Penolakan Kenaikan PPN Jadi 12 Persen di Tahun 2025
Wacana kenaikan tarif Pajak Pertambahan Nilai (PPN) menjadi 12 persen pada tahun 2025 menuai penolakan dari berbagai kalangan, termasuk masyarakat dan pengamat ekonomi. Banyak pihak yang menyatakan keberatannya, dengan alasan bahwa kenaikan ini akan semakin memperberat beban hidup rakyat, mengingat kemampuan masyarakat untuk membayar PPN sebesar 12 persen dinilai tidak memadai.
Ekonom Didik Rachbini, yang juga menjabat sebagai Rektor Universitas Paramadina, menyampaikan penolakan terhadap rencana pemerintah tersebut. Menurutnya, ada banyak faktor yang membuat wacana kenaikan PPN ini tidak bisa dilaksanakan begitu saja. Didik berpendapat bahwa aturan tersebut tidak perlu dilanjutkan jika kondisi ekonomi dan masyarakat belum stabil.
“Jadi menaikkan pajak tuh setelah dia berhasil, jadi dalam keadaan kayak begini tuh ngarang. Itu mungkin sifatnya politis, dan lumayan ngawur,” ujar Didik Rachbini kepada Pikiran-Rakyat.com, Sabtu (9/11/2024).

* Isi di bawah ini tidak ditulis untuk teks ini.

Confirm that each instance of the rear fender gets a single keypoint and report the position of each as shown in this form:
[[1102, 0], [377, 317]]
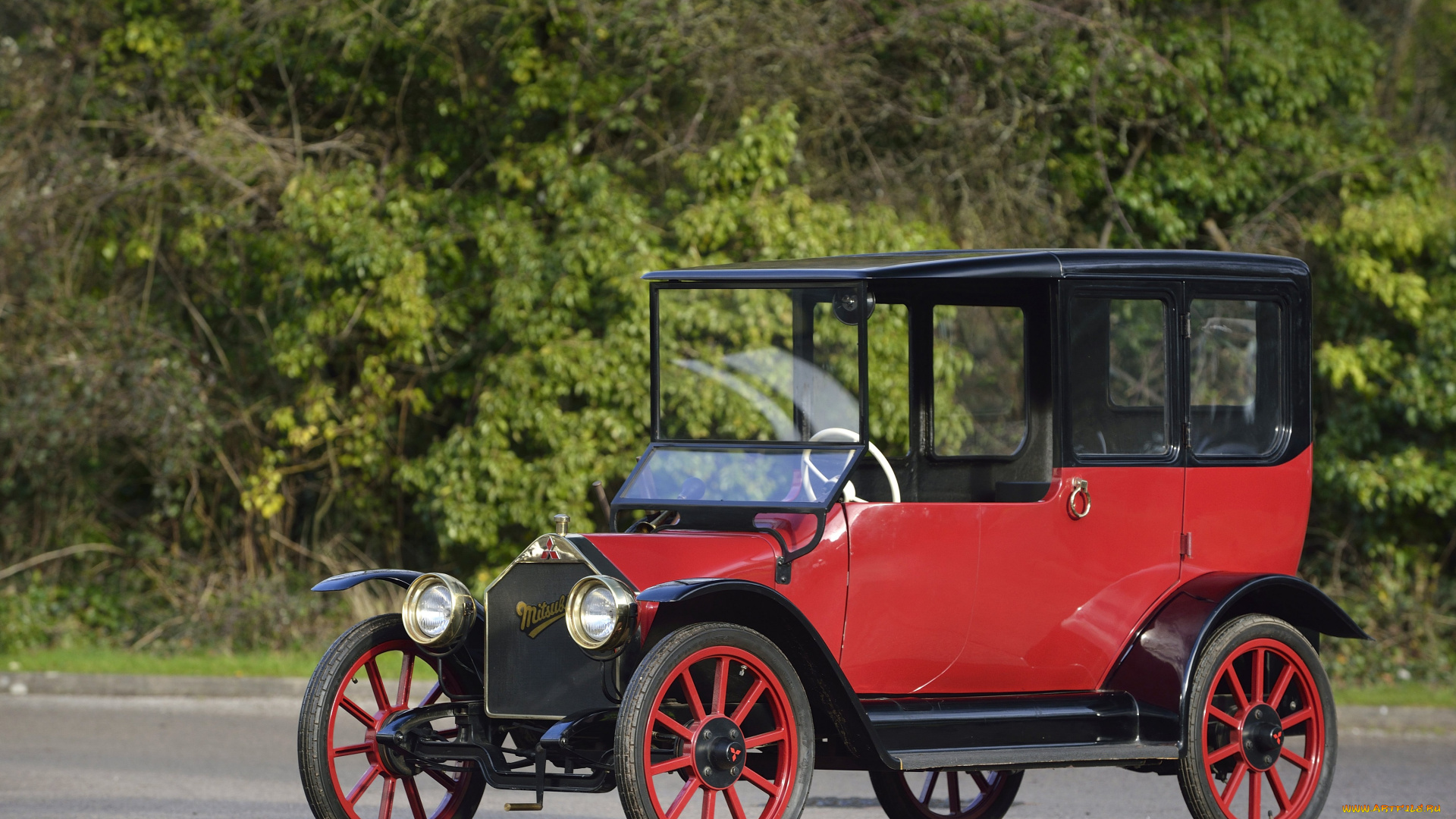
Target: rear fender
[[1158, 664], [351, 579], [837, 711]]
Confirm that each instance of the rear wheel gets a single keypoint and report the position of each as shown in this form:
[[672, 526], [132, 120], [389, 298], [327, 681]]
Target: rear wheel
[[946, 795], [715, 719], [369, 675], [1260, 726]]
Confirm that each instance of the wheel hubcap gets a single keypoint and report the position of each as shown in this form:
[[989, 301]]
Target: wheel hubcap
[[1263, 736], [720, 752]]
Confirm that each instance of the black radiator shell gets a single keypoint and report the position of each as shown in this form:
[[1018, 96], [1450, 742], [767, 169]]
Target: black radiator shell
[[545, 676]]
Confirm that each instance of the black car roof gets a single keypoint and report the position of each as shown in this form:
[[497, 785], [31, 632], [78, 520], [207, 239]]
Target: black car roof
[[995, 264]]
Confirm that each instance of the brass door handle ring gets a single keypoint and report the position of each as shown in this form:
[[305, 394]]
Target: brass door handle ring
[[1079, 487]]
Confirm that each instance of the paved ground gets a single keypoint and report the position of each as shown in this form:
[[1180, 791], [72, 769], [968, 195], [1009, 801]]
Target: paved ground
[[153, 757]]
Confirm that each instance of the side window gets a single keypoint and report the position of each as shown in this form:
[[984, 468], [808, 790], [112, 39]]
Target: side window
[[1234, 376], [890, 379], [1117, 376], [981, 379]]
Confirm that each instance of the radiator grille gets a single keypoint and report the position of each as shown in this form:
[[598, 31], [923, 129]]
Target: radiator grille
[[532, 668]]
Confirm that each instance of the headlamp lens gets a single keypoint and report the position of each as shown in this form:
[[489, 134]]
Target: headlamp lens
[[599, 614], [433, 610]]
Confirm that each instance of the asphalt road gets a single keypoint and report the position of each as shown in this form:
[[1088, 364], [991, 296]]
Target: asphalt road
[[143, 757]]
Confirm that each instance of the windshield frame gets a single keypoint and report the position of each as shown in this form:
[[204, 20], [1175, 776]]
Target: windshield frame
[[655, 344]]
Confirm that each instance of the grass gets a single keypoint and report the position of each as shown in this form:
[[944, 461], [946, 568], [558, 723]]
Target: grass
[[118, 661], [1398, 694]]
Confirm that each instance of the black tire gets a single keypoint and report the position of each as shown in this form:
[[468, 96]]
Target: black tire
[[657, 695], [347, 661], [1260, 716], [993, 796]]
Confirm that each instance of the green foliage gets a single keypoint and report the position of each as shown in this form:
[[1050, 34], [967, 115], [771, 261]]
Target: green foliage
[[309, 287]]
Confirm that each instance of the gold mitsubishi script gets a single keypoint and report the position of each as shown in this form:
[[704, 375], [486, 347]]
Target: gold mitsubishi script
[[536, 618]]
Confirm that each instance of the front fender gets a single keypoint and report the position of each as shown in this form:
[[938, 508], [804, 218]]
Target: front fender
[[1158, 664], [837, 710], [351, 579]]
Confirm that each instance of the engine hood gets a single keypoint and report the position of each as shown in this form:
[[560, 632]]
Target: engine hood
[[650, 558]]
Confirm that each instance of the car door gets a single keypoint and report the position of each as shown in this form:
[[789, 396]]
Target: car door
[[1248, 483], [1063, 582]]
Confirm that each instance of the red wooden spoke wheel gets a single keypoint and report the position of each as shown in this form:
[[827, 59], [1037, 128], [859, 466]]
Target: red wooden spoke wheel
[[715, 719], [1261, 726], [366, 678], [946, 795]]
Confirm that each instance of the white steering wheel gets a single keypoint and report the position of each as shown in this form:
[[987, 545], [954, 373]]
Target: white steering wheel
[[840, 433]]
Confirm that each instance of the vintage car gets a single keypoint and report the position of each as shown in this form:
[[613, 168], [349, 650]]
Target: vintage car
[[937, 516]]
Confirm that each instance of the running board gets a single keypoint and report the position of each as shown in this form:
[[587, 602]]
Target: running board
[[1037, 730], [1038, 757]]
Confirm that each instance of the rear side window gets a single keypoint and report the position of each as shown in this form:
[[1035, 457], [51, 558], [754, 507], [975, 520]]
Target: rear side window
[[1234, 376], [1117, 376], [890, 378], [981, 381]]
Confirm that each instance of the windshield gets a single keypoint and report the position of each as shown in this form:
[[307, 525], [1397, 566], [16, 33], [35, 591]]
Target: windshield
[[758, 365], [792, 477]]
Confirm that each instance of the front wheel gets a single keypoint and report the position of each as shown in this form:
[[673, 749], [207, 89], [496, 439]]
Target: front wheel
[[946, 795], [366, 678], [1260, 726], [715, 717]]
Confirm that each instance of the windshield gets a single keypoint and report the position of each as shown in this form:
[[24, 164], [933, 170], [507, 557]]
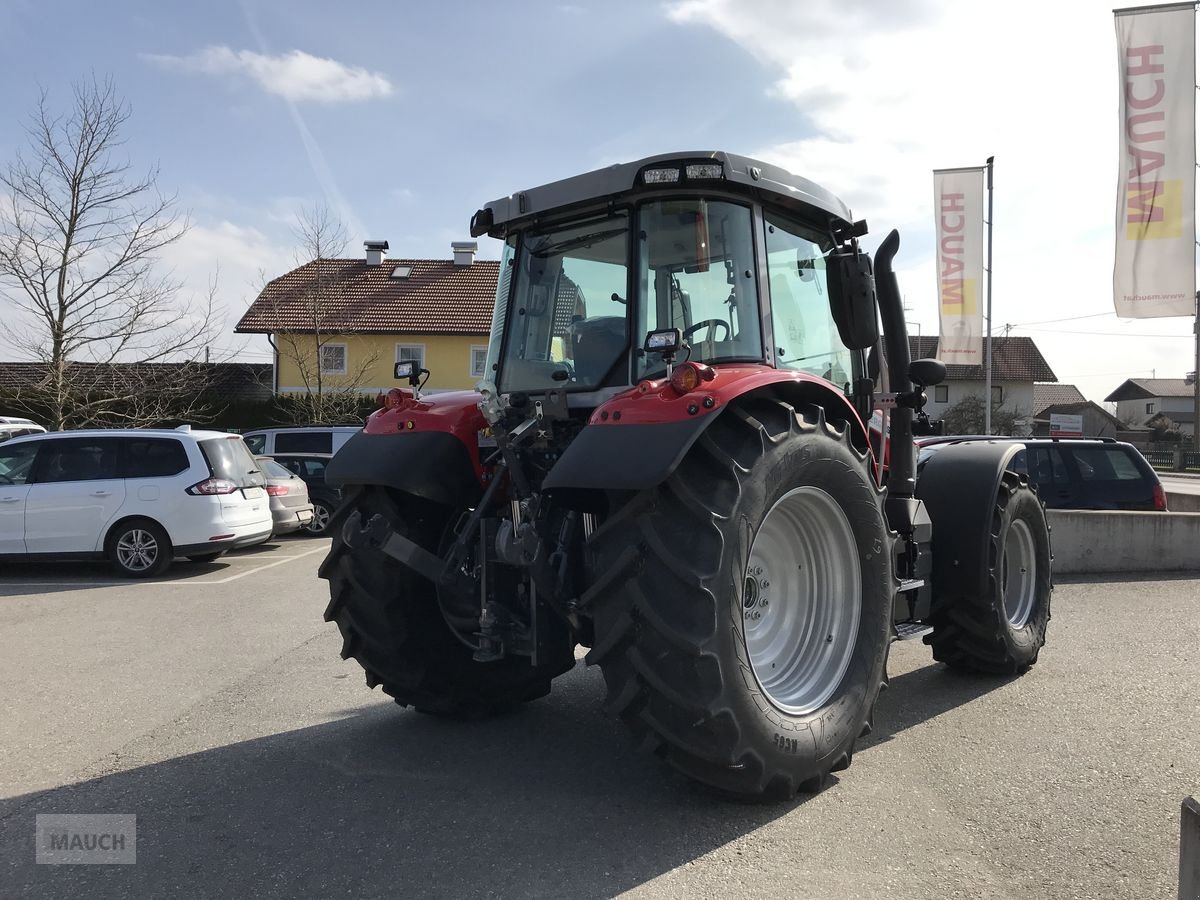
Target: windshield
[[565, 322], [697, 274]]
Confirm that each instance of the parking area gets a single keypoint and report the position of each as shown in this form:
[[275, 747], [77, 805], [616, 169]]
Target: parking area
[[213, 705], [18, 579]]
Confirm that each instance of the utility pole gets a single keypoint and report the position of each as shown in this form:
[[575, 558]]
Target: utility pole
[[987, 346], [1195, 383]]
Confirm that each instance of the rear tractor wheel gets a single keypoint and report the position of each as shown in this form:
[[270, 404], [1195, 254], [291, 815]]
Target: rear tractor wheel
[[744, 629], [391, 621]]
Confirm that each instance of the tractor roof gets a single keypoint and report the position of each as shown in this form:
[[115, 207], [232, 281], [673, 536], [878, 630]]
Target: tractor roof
[[742, 174]]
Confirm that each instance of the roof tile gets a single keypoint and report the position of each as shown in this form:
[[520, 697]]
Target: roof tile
[[436, 298]]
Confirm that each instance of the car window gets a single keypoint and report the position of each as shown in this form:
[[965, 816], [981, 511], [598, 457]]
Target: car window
[[150, 457], [274, 469], [1105, 463], [1048, 467], [229, 459], [304, 442], [77, 460], [16, 463], [1020, 463]]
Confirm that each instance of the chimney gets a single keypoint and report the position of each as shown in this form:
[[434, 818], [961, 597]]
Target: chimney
[[463, 252], [376, 251]]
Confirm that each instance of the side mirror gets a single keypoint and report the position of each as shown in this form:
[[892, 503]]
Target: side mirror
[[852, 298], [925, 372]]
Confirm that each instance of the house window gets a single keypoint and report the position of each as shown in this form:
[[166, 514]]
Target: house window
[[411, 353], [478, 360], [333, 359]]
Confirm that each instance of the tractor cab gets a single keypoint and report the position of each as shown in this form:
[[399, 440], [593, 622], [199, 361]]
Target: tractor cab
[[712, 246]]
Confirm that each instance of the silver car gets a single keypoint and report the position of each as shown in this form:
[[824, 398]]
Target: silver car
[[291, 507]]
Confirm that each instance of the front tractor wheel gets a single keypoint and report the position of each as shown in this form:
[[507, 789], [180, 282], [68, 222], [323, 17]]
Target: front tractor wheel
[[1001, 628], [745, 605], [393, 624]]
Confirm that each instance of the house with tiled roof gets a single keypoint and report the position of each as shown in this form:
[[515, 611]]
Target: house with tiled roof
[[1017, 366], [1139, 400], [1048, 395], [355, 318]]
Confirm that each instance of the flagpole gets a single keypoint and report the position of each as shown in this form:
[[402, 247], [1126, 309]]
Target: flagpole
[[987, 346]]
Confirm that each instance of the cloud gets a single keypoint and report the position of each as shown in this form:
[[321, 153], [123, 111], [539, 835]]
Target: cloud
[[295, 76], [885, 94]]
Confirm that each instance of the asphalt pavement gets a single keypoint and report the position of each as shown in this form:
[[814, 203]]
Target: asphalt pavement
[[215, 708]]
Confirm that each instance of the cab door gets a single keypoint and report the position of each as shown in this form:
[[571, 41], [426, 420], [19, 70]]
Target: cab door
[[16, 466], [75, 496]]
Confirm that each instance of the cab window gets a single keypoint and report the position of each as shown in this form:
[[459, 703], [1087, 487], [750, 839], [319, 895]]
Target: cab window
[[696, 273], [805, 334]]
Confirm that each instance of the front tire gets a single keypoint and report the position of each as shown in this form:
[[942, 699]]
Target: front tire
[[139, 549], [391, 623], [755, 699], [1001, 629]]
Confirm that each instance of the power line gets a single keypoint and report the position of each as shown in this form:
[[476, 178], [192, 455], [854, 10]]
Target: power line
[[1069, 318], [1099, 334]]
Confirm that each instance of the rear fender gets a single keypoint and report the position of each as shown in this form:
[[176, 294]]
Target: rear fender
[[959, 485], [427, 448], [636, 439]]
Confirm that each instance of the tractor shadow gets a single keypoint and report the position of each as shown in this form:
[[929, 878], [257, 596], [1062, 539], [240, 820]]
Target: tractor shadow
[[550, 802]]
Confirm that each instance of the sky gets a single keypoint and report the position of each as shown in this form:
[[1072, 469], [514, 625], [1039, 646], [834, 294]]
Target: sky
[[403, 118]]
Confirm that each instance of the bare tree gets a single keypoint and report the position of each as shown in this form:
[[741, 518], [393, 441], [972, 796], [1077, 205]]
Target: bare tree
[[79, 241], [967, 418], [311, 325]]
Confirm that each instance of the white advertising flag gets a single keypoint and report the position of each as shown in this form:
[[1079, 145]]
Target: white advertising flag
[[1153, 273], [958, 210]]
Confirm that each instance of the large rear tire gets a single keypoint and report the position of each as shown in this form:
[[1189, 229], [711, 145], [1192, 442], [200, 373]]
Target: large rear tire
[[743, 609], [1001, 629], [391, 623]]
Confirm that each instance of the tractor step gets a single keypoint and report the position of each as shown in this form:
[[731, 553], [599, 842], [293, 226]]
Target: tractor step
[[911, 630]]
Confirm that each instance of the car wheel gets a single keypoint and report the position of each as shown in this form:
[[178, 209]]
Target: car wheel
[[321, 515], [139, 549]]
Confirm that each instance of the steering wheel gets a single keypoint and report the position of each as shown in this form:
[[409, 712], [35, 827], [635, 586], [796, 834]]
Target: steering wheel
[[712, 329]]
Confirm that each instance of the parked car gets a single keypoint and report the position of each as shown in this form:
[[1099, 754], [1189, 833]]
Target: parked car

Didik juga mengingatkan agar pemerintah di era Prabowo tidak terlalu ambisius dengan target ekonomi. Menurutnya, yang terpenting adalah menjaga kondisi rakyat agar tidak semakin sengsara di tengah kesulitan ekonomi. “Ini yang bikin kan pemerintah sebelumnya, ya koreksi. Dan juga pemerintah yang sekarang tidak usah muluk-muluk, tidak usah mabok, mimpi di atas, gak usah, realistis aja,” tambahnya.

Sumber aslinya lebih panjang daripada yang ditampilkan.